Bibby Financial Services

No more drama

How ORYX Plan helped the Bibby Financial Services to implement collaborative planning

There was a time when planning in Bibby Financial Services was an opaque process that contributed to confusion and frustration.

How have they overcome this challenge, and what have been the results of their focus on improving their approach to planning?

Client Fact File

  • Part of Bibby Line Group, a dynamic business-to-business services group with a 200 year heritage
  • Provider of tailored funding solutions
  • Since 1985, they have become the largest independent factor and invoice discounting provider in the UK
  • Proud to assist over 9,000 businesses
  • Handles annual client turnover of £9 billion
  • Provides funding of over £689m
  • Global span across Europe, North America and Asia

Key Project Metrics

  • Duration: 5 months
  • Key business benefits achieved:
    • Clear alignment of business drivers and the plan
    • Common data and vocabulary across Finance and other business functions
    • Enablement of more complex budgets
    • Creation of streamlined process
    • Planning is now a truly team based activity

Background

Global Finance Director Steve Rose faced a serious challenge. He takes up the story: “The planning process was a fragmented affair, especially at peak periods, with staff burning the midnight oil in order to hit deadlines. The underlying reasons were the increasing demands from the business and the concomitant enormous increase in data volumes. The business also wanted more frequent planning, more data to be included, more granular detail and a greater level of consolidation.”

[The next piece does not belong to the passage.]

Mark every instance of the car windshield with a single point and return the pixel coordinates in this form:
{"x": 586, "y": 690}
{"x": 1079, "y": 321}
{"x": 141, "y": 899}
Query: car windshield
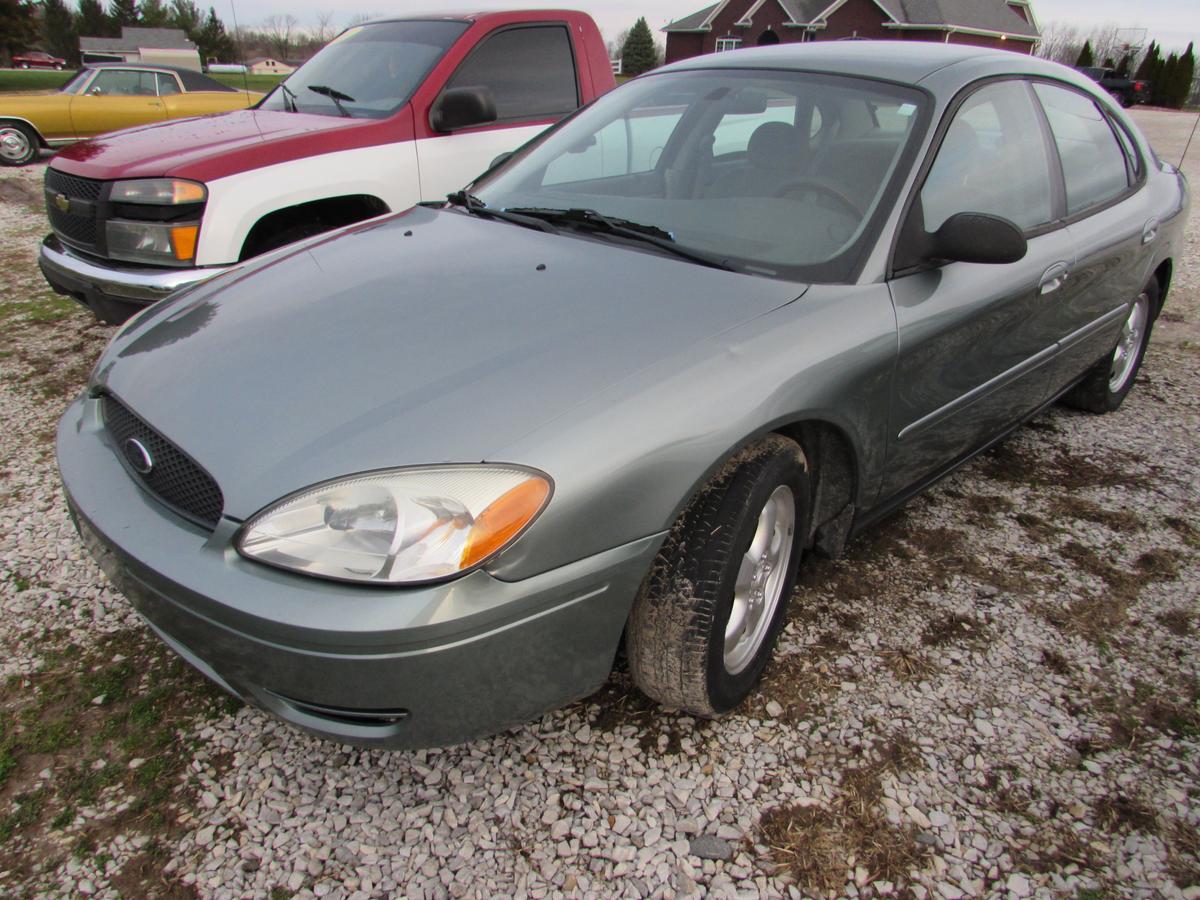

Spreadsheets were being used, but couldn’t cope. Real team working was almost impossible. Inevitably, even the most diligent staff were struggling to deliver what the business needed.

The Project

Steve engaged Accountagility to analyse existing processes and business requirements to understand how they could be improved. A planning automation project was rapidly initiated and a full solution was implemented in time for the following planning cycle in August, using an approach that was more closely aligned with the business.

Accountagility worked closely with Steve’s team, replacing risk-laden and fragile spreadsheets with a single-image common system, ORYX Plan. This involved creating new business processes and rules to replace spreadsheet formulae and calculations.

The ORYX Solution

  • ORYX Plan
  • Single solution for budgeting planning and forecasting
  • Part of a full suite of solutions for the Finance function that reduce risk and deliver cost savings of up to 80%

Key Outcomes

The impacts of this successful project have been wider than originally anticipated. Steve continues: “We quickly saw that each business area could create and sign off their piece of the plan. Effectively finance was now able to transfer ownership to the management team of each key business function, and a new end-to-end process was possible.”

Further unexpected benefit was a new common language. “Now the executive management team has the same vocabulary, and we can all be on the same page talking about the right things”, explains Steve. “The model for this approach was developed by Accountagility and finance working as a team. The first business functions to get involved were sales, operations, marketing and product management, and the co-operation allowed business leaders to understand and influence the financial outcome of their plans.”

Strategic Benefits

The common and considered new planning process means planning is a collaborative management effort. Steve summarises, “My greatest pleasure in all this is to see the finance function becoming a constructive challenger to the business and being able to collaborate with it on both access to and sharing of planning information.”

Robert Gothan, CEO of Accountagility observes another area of benefit. “The ability to handle very large volumes of complex data through a single system allows Bibby to produce more accurate predictions with smaller variances, and to increase planning frequency if the business demands it in the future. Also, now that the business has a common business definition that is embedded into their planning and forecasting processes, they are able to easily achieve comparability across their business.”